解析页码字符串:如 '1-4,7' 或 'all'
返回 0-based 下标列表。
"""
if not pages_str or pages_str.strip().lower() == "all":
return list(range(n_pages))
keep = []
for span in pages_str.split(","):
span = span.strip()
if "-" in span:
a, b = span.split("-")
a = max(1, int(a)); b = min(n_pages, int(b))

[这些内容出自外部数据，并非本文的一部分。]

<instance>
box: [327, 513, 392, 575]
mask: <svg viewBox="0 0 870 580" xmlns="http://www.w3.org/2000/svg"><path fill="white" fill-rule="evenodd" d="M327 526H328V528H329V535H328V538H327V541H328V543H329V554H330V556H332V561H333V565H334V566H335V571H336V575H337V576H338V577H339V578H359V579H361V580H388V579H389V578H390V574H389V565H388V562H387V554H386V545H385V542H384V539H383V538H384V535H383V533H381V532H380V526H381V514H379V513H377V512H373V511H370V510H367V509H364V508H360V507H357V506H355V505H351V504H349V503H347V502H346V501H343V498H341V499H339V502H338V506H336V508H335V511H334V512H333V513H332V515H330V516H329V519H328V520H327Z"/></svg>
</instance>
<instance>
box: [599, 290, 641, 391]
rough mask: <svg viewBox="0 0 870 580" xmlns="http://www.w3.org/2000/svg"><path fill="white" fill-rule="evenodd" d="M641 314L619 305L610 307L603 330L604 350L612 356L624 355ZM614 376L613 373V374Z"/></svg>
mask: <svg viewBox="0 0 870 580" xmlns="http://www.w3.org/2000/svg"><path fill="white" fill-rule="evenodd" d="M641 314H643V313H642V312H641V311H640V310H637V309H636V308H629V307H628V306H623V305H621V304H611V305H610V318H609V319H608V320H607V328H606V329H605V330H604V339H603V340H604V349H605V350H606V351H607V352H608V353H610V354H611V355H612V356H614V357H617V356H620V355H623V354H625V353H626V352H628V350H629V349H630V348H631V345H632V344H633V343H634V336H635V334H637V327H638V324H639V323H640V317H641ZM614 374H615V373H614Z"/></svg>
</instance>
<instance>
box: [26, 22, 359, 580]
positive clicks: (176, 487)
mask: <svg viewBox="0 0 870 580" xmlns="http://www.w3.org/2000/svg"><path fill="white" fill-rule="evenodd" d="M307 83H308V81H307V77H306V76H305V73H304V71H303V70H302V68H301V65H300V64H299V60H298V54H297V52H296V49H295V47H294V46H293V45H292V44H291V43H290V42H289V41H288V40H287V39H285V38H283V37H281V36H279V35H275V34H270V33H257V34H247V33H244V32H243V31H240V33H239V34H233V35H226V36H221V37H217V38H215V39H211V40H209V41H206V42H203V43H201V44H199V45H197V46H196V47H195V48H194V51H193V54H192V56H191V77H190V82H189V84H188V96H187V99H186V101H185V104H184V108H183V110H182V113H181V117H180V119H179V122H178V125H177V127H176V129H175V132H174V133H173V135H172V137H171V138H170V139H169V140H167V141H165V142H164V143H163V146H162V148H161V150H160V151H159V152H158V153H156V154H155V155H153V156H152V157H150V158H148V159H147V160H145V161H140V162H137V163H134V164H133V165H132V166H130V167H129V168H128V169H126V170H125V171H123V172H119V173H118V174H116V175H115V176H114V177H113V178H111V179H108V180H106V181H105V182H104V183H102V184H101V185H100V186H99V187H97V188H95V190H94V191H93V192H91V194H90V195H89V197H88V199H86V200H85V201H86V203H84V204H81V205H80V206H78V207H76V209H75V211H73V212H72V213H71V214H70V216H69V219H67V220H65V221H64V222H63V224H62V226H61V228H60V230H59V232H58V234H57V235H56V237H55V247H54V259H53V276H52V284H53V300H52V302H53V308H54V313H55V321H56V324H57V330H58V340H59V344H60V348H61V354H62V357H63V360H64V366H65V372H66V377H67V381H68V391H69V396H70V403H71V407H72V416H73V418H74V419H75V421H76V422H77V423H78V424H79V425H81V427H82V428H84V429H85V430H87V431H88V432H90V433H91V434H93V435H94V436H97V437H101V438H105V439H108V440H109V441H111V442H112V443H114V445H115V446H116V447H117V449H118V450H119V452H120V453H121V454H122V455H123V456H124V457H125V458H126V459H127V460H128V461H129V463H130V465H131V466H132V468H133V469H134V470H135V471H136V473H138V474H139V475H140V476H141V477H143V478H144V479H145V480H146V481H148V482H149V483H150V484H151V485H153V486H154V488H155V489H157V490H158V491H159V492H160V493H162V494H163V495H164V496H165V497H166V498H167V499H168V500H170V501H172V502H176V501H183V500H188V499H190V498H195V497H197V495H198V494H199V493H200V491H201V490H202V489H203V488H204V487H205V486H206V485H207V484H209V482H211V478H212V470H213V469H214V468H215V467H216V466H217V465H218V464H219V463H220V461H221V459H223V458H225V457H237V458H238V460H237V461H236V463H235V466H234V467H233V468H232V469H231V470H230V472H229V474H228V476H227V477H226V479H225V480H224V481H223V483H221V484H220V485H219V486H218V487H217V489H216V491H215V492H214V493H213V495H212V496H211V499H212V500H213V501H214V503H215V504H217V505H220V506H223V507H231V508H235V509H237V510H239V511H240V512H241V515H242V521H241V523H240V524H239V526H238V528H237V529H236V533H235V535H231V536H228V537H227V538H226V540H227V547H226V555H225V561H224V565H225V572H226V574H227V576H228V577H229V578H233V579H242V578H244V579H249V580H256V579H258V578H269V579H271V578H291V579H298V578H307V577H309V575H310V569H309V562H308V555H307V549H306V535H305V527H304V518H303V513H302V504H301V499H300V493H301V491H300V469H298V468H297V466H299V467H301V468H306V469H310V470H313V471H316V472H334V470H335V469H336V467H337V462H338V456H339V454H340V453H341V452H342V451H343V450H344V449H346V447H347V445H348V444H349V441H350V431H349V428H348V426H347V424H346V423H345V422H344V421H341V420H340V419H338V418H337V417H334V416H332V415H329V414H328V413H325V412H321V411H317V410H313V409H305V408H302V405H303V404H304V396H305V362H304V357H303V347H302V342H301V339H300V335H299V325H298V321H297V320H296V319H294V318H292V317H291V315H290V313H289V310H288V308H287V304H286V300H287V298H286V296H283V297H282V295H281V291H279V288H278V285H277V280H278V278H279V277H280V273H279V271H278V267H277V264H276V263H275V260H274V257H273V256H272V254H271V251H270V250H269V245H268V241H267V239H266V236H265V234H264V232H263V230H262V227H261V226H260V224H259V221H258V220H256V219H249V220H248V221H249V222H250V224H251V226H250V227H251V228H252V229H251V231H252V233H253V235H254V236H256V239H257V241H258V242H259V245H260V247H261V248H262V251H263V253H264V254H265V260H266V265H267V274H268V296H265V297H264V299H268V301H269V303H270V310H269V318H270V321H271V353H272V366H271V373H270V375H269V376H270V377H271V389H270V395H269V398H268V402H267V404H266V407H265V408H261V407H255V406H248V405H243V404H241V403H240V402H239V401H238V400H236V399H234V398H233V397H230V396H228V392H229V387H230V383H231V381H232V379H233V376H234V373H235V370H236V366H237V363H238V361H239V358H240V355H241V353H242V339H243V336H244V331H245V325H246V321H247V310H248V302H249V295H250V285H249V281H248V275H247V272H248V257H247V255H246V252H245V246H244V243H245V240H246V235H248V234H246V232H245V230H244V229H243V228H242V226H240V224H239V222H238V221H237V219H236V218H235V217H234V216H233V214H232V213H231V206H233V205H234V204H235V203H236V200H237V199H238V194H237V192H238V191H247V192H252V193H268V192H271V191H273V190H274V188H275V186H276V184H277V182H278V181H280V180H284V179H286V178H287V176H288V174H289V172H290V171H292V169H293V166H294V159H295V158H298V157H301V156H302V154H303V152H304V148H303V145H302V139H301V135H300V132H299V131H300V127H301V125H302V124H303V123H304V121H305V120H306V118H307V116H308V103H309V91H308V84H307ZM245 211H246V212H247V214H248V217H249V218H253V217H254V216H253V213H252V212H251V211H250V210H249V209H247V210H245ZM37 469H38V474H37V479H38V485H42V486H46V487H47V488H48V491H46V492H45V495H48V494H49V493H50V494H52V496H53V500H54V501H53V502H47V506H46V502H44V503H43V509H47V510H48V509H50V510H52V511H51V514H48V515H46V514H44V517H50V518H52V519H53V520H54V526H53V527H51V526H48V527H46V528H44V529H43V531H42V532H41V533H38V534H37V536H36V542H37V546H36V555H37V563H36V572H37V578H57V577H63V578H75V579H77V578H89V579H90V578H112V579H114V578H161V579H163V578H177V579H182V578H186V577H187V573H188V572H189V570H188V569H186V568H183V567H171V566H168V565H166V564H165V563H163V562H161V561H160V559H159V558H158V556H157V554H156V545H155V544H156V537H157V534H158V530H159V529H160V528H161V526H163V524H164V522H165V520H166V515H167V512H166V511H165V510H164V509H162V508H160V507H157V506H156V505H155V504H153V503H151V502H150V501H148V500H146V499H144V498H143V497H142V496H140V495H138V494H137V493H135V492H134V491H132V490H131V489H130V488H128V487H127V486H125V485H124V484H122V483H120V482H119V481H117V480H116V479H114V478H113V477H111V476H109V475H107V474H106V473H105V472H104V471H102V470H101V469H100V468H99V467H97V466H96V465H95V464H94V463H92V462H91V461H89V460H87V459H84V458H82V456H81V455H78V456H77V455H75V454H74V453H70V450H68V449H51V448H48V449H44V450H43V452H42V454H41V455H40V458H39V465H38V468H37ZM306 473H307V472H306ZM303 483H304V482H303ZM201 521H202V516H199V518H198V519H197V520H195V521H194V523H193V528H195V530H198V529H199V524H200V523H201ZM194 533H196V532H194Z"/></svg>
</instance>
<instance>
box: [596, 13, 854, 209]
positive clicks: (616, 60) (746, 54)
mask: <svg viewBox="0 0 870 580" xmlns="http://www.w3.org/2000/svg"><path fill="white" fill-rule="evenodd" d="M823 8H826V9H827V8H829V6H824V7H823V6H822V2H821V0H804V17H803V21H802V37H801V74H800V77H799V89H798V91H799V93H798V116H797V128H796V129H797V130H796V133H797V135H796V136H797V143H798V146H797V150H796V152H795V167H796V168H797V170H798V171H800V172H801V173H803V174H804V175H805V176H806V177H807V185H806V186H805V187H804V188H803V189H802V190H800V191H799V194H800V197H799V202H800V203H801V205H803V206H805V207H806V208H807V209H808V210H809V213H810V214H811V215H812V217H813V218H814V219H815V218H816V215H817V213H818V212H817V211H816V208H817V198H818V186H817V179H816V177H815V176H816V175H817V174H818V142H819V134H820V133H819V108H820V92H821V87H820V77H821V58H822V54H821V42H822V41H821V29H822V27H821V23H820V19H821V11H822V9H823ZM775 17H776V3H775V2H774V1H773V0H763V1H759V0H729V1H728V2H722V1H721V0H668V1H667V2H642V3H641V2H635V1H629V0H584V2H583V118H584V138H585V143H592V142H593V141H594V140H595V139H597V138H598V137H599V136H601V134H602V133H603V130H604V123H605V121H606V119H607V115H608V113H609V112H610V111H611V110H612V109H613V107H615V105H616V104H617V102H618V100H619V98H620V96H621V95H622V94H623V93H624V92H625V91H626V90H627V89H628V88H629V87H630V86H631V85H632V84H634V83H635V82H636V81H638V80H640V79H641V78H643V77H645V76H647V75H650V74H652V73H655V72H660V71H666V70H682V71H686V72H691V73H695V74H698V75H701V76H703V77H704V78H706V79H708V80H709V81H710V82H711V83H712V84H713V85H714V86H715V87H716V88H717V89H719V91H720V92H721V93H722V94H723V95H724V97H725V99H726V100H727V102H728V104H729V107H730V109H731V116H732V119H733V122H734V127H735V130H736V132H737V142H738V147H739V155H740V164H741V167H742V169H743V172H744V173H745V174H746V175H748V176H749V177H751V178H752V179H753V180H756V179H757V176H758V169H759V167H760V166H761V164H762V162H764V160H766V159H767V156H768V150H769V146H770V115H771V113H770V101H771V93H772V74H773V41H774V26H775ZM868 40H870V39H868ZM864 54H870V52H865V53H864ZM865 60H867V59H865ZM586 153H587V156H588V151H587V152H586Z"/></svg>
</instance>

keep.extend(list(range(a-1, b)))
else:
k = int(span) - 1
if 0 <= k < n_pages:
keep.append(k)
return sorted(set(keep))
# ========= 核心推理函数(UI 与 API 共用) =========
def convert_pdf(pdf_file, pages="all", dpi=DEFAULT_DPI):
"""
输入:
- pdf_file: Gradio File(浏览器上传的 PDF)
- pages: 'all' 或 '1-4,7'
- dpi: 渲染 DPI
输出:
- out_path: 生成的 .mmd 文件路径(供下载)
- preview: Markdown 预览(前几页)
"""
if pdf_file is None:
raise gr.Error("请上传 PDF 文件")
# 读取 PDF bytes 并兼容 gradio 不同版本的返回值(file-like / dict / 有 name 属性 / 路径)
pdf_bytes = None
if hasattr(pdf_file, "read"): # file-like object
pdf_bytes = pdf_file.read()
elif isinstance(pdf_file, dict) and "name" in pdf_file: # gradio 有时返回 dict {'name': path}
with open(pdf_file["name"], "rb") as f:
pdf_bytes = f.read()
elif hasattr(pdf_file, "name") and isinstance(pdf_file.name, str): # object with .name path
with open(pdf_file.name, "rb") as f:
pdf_bytes = f.read()
else:
# 兜底:尝试把对象当作路径处理
try:
p = str(pdf_file)
if os.path.exists(p):
with open(p, "rb") as f:
pdf_bytes = f.read()
except Exception:
pdf_bytes = None
if pdf_bytes is None:
raise gr.Error("无法读取上传的 PDF 文件(不支持的文件对象类型)")
# 渲染 PDF 为图像
images_all = rasterize_pages(pdf_bytes, dpi=int(dpi))
# 页码选择与限制
idx = parse_pages_arg(pages, len(images_all))
if not idx:
raise gr.Error("页码选择为空")
if len(idx) > MAX_PAGES:
idx = idx[:MAX_PAGES]
# 逐页调用 Nougat 模型生成 Markdown
md_pages = []
for k in idx:
img = images_all[k]
inputs = processor(images=[img], return_tensors="pt").to(device)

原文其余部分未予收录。